Ende der Baumaßnahme soll spätestens Ende Juni sein. Da das Staatliche Bauamt mit dieser Maßnahme gleich auch die Sanierung der Ortdurchfahrt von Römershofen ausgeschrieben habe, werde auch diese Ortsdurchfahrt zwischen dem 6. April und 30. Juni gleich mit erneuert, freut sich Vogel.

B 279 wird ab April saniert

Auch die Planungen für die Sanierungen der Bundesstraße 279 zwischen Serrfeld und Ermershausen seien schon weit fortgeschritten. „Das Baurecht für die Baumaßnahme liegt vor, und die Arbeiten sind bereits ausgeschrieben worden“, so Vogel in der Pressemitteilung. „Bereits im April 2020 soll der Bau beginnen, und bis spätestens August soll das 2,5 Millionen-Euro-Projekt abgeschlossen sein."

„Ebenfalls sehr zügig werde dann von Juli bis September die Sanierung der B 26 bei Eltmann durchgeführt werden. Auf einer Strecke von 7093 Metern werde dann für 2,2 Millionen Euro dieser Teilabschnitt der B 26 saniert, erläutert Vogel gegenüber der Presse weiter.

Die schlechteste Straße im Landkreis

Eine dringend notwendige und lange geforderte Maßnahme sei die Sanierung „der schlechtesten Straße im Landkreis“, der Staatsstraße 2281 zwischen Wettringen (Lkr. Schweinfurt) und Aidhausen. Die Sanierung der 1,6 Kilometer langen Strecke werde nach Auskunft der Staatsbauverwaltung sicher in diesem Jahr ausgeschrieben werden.

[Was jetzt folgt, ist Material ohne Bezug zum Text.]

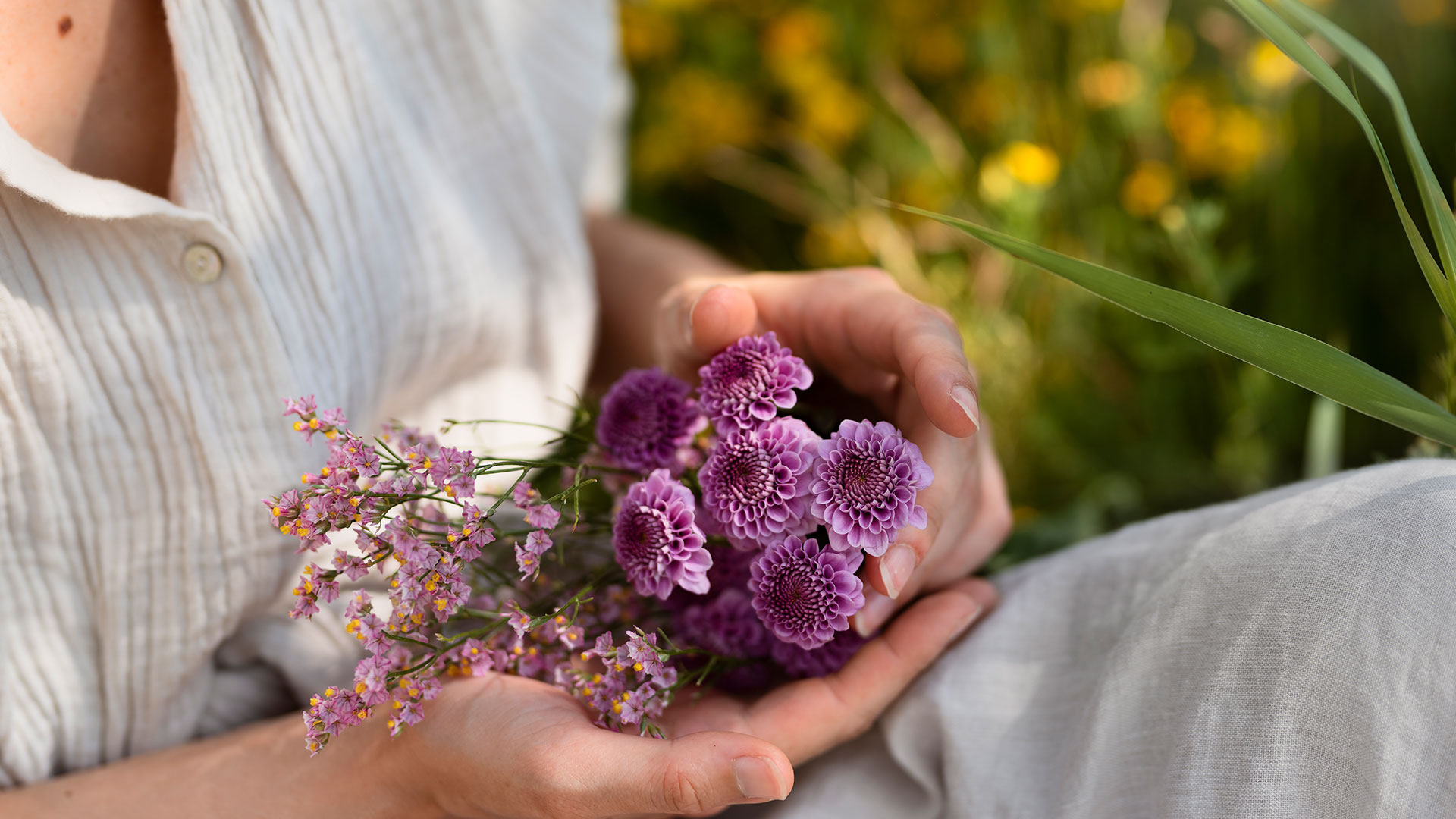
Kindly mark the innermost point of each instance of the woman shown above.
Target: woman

Staatssekretär Eck, dem der Ausbau auch ein wichtiges Anliegen sei, teilte mit, dass auch die notwendigen Vorarbeiten, wie Rodungen, noch in diesem Jahr vorgenommen würden, so dass die Sanierung der Straße sobald als möglich im Frühjahr 2021 begonnen werden könne.  Die Maßnahme kostet den Freistaat nach aktueller Kostenschätzung etwa drei Millionen Euro.

Unfallschwerpunkt

Ein Unfallschwerpunkt im Landkreis Haßberge sei die Staatsstraße 2278 zwischen Oberhohenried und Königsberg, weshalb man die „Entschärfung“ dieser Straße bereits seit längerer Zeit im Auge habe, heißt es in der Pressemitteilung. Eck erläuterte gegenüber Vogel, dass die 2300 Meter lange Straße mit einem Kostenvolumen von 1,7 Millionen Euro Ende des Jahres nach den Planungen der Bauverwaltung begonnen würde.

In einem persönlichen Gespräch informierte sich der Landtagsabgeordnete Steffen Vogel (rechts) bei Staatssekretär Gerhard Eck und der bayerischen Staatsbauverwaltung.
In einem persönlichen Gespräch informierte sich der Landtagsabgeordnete Steffen Vogel (rechts) bei Staatssekretär Gerhard Eck und der bayerischen Staatsbauverwaltung. Foto: Markus M. Mehlhorn

„Natürlich stehen alle Maßnahmen unter dem Vorbehalt, dass es ausreichend Angebote von Firmen gibt und dass die Kostenschätzungen einigermaßen eingehalten werden und die Baupreise nicht weiter explodieren“, so Staatssekretär Eck.

Zusammenfassend zeigte sich MdL Vogel sehr zufrieden mit den Zusagen der Maßnahmen, weil der Landkreis Haßberge damit ein Investitionsschwerpunkt des Freistaates sei. "Große Maßnahmen wie die Brückenbauten in Haßfurt und Theres sind ja bereits am Laufen“, so Vogel: Gute und sichere Straßen seien die Lebensadern des ländlichen Raumes.